Aún queda gente buena




Hace unas semanas recibí una carta certificada. Dentro estaba el libro del Kebrantaversos, “Satélite de inhóspito planeta”, un recopilatorio de relatos y poesías del Kebran, esto es, de Andrés Ramón Pérez Blanco. Recuerdo que lo agarré y lo metí en la bolsa, luego tomé el tren hacia la universidad y, una vez sentado, abrí el paquete y me puse a leer.

Cuando me quise dar cuenta, ya estaba en mi parada. Salí del vagón todavía con el libro entre las manos y fui al encuentro de un amigo, que me preguntó que qué coño hacía leyendo y caminando a la vez. Atónito, guardé de nuevo el libro en la mochila y le respondí que no lo sabía.

De noche, ya en casa, volví a sacarlo y entonces me di cuenta de que estaba dedicado. El Kebran me pedía que lo leyese con el mismo cariño con el que estaba hecho. Y vive Dios que lo hice.

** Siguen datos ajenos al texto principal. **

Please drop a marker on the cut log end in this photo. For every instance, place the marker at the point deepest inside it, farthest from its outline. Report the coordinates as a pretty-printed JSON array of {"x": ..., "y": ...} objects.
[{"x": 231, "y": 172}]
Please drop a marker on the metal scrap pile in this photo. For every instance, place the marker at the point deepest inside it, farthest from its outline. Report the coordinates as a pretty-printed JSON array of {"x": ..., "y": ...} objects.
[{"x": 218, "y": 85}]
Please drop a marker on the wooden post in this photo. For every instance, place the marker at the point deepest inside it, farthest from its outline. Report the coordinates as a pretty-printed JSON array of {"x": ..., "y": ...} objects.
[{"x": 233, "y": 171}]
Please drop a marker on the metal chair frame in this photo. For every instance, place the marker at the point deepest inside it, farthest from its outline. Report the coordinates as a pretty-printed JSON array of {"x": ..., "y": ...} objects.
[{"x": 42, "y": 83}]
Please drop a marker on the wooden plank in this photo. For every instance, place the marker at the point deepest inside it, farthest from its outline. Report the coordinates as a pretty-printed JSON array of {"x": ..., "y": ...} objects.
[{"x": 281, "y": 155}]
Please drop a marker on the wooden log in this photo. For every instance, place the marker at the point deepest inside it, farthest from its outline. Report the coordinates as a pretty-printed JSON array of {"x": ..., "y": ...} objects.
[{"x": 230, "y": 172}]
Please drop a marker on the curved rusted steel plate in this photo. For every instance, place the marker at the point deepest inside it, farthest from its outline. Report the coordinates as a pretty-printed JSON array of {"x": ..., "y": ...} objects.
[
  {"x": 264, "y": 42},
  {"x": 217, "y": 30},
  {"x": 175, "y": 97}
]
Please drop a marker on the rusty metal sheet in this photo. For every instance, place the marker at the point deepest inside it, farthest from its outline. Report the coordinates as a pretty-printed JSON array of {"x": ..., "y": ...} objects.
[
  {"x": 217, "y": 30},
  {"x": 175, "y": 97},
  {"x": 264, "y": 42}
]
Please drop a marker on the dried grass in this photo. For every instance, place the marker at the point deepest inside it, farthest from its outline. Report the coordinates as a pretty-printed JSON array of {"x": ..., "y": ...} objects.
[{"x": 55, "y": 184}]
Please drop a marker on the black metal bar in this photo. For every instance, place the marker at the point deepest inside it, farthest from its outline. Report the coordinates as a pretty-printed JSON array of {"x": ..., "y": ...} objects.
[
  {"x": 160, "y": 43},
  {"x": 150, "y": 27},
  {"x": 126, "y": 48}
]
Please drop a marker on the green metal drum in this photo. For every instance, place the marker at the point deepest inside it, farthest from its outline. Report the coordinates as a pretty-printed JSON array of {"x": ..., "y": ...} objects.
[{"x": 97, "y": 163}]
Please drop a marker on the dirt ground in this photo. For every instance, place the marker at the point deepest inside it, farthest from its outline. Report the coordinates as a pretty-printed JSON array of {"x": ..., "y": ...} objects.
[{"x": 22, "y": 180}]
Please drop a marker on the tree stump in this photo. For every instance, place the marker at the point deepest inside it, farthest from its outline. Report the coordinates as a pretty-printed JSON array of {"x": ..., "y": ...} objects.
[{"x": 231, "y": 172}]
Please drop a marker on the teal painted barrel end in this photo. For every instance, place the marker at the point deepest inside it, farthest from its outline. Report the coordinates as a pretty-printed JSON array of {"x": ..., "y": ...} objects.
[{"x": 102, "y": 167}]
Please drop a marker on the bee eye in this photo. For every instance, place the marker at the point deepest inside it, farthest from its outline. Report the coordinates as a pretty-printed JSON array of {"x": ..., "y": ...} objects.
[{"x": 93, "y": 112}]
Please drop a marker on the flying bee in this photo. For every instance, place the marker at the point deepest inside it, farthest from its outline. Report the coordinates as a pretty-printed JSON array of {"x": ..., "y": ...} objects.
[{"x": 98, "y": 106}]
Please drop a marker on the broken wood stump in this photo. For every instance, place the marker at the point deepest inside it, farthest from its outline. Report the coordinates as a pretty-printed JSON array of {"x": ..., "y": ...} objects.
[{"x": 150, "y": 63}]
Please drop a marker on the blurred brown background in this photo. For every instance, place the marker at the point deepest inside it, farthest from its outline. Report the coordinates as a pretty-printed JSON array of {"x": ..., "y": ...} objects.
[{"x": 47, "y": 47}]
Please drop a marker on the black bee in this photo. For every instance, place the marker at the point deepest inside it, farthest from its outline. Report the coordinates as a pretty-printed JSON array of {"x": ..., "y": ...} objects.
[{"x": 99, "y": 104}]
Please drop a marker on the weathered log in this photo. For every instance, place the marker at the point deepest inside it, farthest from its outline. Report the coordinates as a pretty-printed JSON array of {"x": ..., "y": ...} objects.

Perdón por la tardanza, Kebran, no me la tengas en cuenta cuando nos crucemos. Y te debo por lo menos tres cañas. Cuando yo me decida a publicar algo, cuando tenga tus agallas, seguro serás el primero en recibir mi obra.

Alberto Clavería Baranda.

martes, 25 de noviembre de 2008

"Qué hace una mirada como tú en un sitio como este?", de Alberto Clavería

Las miradas que no se balancean de tus ojos
lanzan los puños que rompen los espejos
y se despiertan a mediodía
intentando no recordar a dónde fueron la noche anterior.
Luego beben e intentan olvidarlo todo.

Para media tarde ya se han ido de compras
y se prueban nuevos amores
(mientras tanto, las miradas que me corresponden a mí
esperan fuera
fumando un cigarro tan corto que
cuando se acaba
no pueden hacer otra cosa que encender otro).
Las miradas que no son para mí
se pasean escogiendo sin sentirse culpables,
pues cobraron ayer
y van a sacar la VISA de cariño a pasear.

Al llegar a casa, llaman a sus miradas amigas
y organizan una reunión de tuppersex.
Mis miradas traen canapés y vasitos
de moscatel,
ignorando lo que de todas formas
ya saben:

que si no pasaron antes por el mercado,
eso significa que tus miradas
se van a comer a las mías
a nada que se pasen un poquito con los chupitos.